In the previous examples, I was running cross-validated models using the entire dataset of 30,000 games. It's possible that with more games, we could get better accuracy; alternatively, it might only take a handful of games to predict the winner. To test that, I ran the classifier with different numbers of input games.

In [26]:
rfc = RandomForestClassifier(n_jobs = 2, n_estimators = 25, max_features = 'sqrt',
                             min_samples_leaf=10, min_samples_split=25)
def cross_validate_df(cur_df):
    return cross_validation.cross_val_score(rfc, cur_df[important_col], cur_df['winner'],
                                            cv=5, n_jobs = 2)

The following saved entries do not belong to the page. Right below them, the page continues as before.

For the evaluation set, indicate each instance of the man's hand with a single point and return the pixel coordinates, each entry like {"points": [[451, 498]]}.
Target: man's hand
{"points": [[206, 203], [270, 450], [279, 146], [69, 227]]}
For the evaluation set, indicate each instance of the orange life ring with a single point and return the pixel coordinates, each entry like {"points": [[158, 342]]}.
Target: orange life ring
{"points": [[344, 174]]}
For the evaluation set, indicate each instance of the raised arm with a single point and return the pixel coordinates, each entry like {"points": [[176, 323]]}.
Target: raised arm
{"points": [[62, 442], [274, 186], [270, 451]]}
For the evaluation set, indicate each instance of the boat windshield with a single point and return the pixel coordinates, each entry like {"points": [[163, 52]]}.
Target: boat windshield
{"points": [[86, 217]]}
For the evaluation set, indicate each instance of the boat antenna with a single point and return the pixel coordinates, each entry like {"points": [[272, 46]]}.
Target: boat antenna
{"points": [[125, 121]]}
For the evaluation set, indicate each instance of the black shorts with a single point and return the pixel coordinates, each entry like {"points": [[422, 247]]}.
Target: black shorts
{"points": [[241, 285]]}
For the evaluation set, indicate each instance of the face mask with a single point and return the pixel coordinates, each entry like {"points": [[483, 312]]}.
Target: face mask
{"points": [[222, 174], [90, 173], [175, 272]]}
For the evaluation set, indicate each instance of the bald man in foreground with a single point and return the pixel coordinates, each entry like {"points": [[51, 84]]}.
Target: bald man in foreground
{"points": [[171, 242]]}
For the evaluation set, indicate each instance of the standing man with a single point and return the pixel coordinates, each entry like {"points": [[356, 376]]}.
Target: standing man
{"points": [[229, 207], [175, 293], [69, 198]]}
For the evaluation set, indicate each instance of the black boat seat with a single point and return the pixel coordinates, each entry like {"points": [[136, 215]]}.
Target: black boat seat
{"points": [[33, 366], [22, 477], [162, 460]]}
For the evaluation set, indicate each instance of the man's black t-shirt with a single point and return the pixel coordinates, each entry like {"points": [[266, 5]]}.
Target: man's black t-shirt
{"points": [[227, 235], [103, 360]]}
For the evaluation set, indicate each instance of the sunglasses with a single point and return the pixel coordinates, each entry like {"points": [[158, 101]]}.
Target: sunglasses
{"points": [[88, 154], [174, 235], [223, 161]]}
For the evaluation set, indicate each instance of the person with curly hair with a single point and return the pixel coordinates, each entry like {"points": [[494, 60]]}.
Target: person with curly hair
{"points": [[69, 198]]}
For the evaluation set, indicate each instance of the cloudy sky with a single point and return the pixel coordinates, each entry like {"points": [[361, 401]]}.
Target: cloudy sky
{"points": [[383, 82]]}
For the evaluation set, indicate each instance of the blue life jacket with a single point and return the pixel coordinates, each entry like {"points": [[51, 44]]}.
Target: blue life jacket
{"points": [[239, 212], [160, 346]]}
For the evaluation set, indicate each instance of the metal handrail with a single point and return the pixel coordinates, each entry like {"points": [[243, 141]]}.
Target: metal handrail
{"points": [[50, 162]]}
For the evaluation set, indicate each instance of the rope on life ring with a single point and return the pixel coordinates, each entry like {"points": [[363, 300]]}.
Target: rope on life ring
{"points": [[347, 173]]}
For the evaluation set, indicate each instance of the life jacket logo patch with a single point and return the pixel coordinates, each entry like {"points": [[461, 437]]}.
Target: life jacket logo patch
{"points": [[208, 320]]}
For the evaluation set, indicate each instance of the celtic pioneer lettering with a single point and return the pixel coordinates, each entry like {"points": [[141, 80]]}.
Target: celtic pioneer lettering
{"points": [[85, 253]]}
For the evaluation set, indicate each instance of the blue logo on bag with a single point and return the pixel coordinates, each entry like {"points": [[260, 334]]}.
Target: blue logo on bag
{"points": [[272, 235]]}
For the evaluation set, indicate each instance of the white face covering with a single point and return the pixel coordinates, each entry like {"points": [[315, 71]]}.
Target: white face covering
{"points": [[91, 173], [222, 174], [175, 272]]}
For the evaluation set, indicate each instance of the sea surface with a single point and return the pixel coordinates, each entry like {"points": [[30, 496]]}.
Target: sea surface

def calc_score_per_samples(timelines_df, n_samples):
    timelines_scores = [cross_validate_df(x.sample(min(x.shape[0], n_samples)) ) for x in timelines_df]
    return np.mean(timelines_scores, 1)

sample_range = np.arange(1000, 20000, 3000)
scores_per_samples = [ calc_score_per_samples(na_timelines_df, x) for x in sample_range]
In [37]:
plt.figure(figsize = [8, 6])
for i, x in enumerate(scores_per_samples[::3]):
    plt.plot(time_indices, x, label = sample_range[3 * i])
plt.ylim( 0.5, 1)
plt.xlabel('Time (min)')
plt.ylabel('Prediction accuracy')
plt.xticks(time_indices)
lol_plt.prettify_axes(plt.gca())
plt.legend(fontsize=14, frameon=False);

The model has a similar accuracy with 1,000, or 10,000 samples! There is just more variance with the 1000 sample model. It looks like we have a lot more data than we need.

We could make similar plots for every parameter, but it would be nice to systematically explore parameter spaces. Scikit-learn has two tools to do that, randomized search, and grid search (there is not, unfortunately, any monte-carlo markov models in the package).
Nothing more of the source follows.